IMG_20170608_143538_01Someone had taken a bite out of my daughter’s pinwheel.  But who could have done this?  The other kids were already at school by the time I had handed her the freshly unwrapped treat.  No rogue animals were roaming the vehicle.  And given that my little daughter had a chewed on pinwheel in her hand, crumbs around her mouth, and sugar and cinnamon on her clothes, I knew that it couldn’t have been her.

Many people don’t believe in mother’s intuition, but I can assure you that it is a very real thing.  Mine snapped on in an instant.  I understood exactly what had happened. 

That twisted pinwheel had taken a bite out of itself.

For whatever reason, this particular pinwheel felt the need to pull a cruel prank on my child.  It had also tried to trick me into thinking that my toddler had taken the bite herself and then forgotten about it, but I would not fall into its trap.  I was no fool.

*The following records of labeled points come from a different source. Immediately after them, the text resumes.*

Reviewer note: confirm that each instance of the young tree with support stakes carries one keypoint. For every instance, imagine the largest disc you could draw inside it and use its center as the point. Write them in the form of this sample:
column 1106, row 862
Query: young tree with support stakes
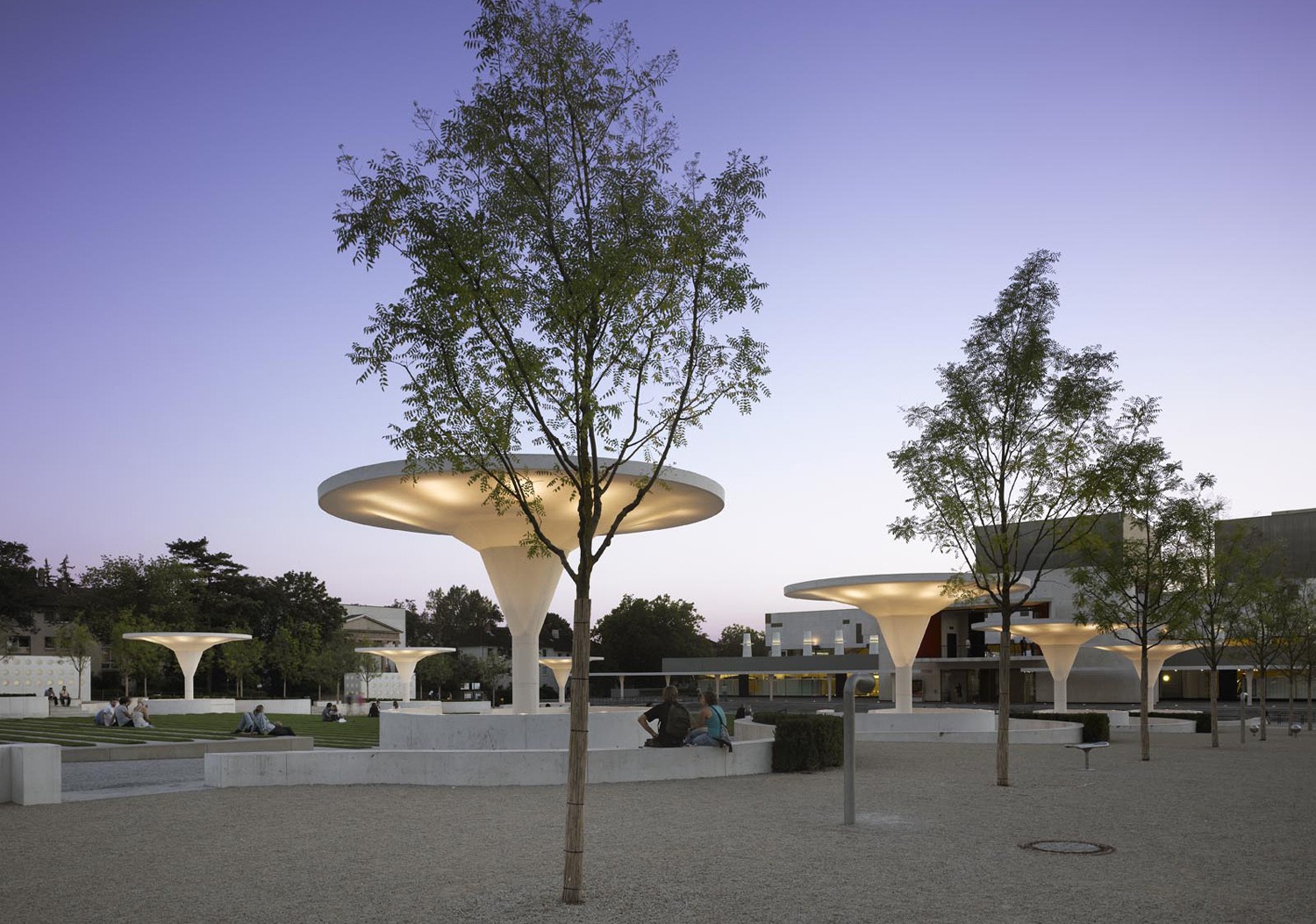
column 1141, row 584
column 76, row 642
column 1012, row 468
column 1228, row 574
column 570, row 290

So I did what any rational mother with a limited supply of pinwheels would do.  I took the maimed roll from my distraught child, turned to face the other way, mashed the thing back into a shape moderately close to a circle, and placed it back into her little fingers.  She was elated to be given a “new” pinwheel and the world began to spin once more.

With the exception of the rare bowl of ice cream my husband and I attempt to tiptoe past our kids (with zero luck), I truly enjoy sharing all that I have with my children.  But being the craziest person living under this roof has always been my thing.  I am confident in my cutting edge techniques on making comments and choices that don’t just border on being nonsense – they are straight up bonkers.  But here she is infringing on my position as top lunatic, and she’s only two.  This kid has raw talent you just can’t teach, and her skills are increasing at an exponential rate.  Although I called it first, I think perhaps my reign is at its end.  I am being out-crazied by my toddler.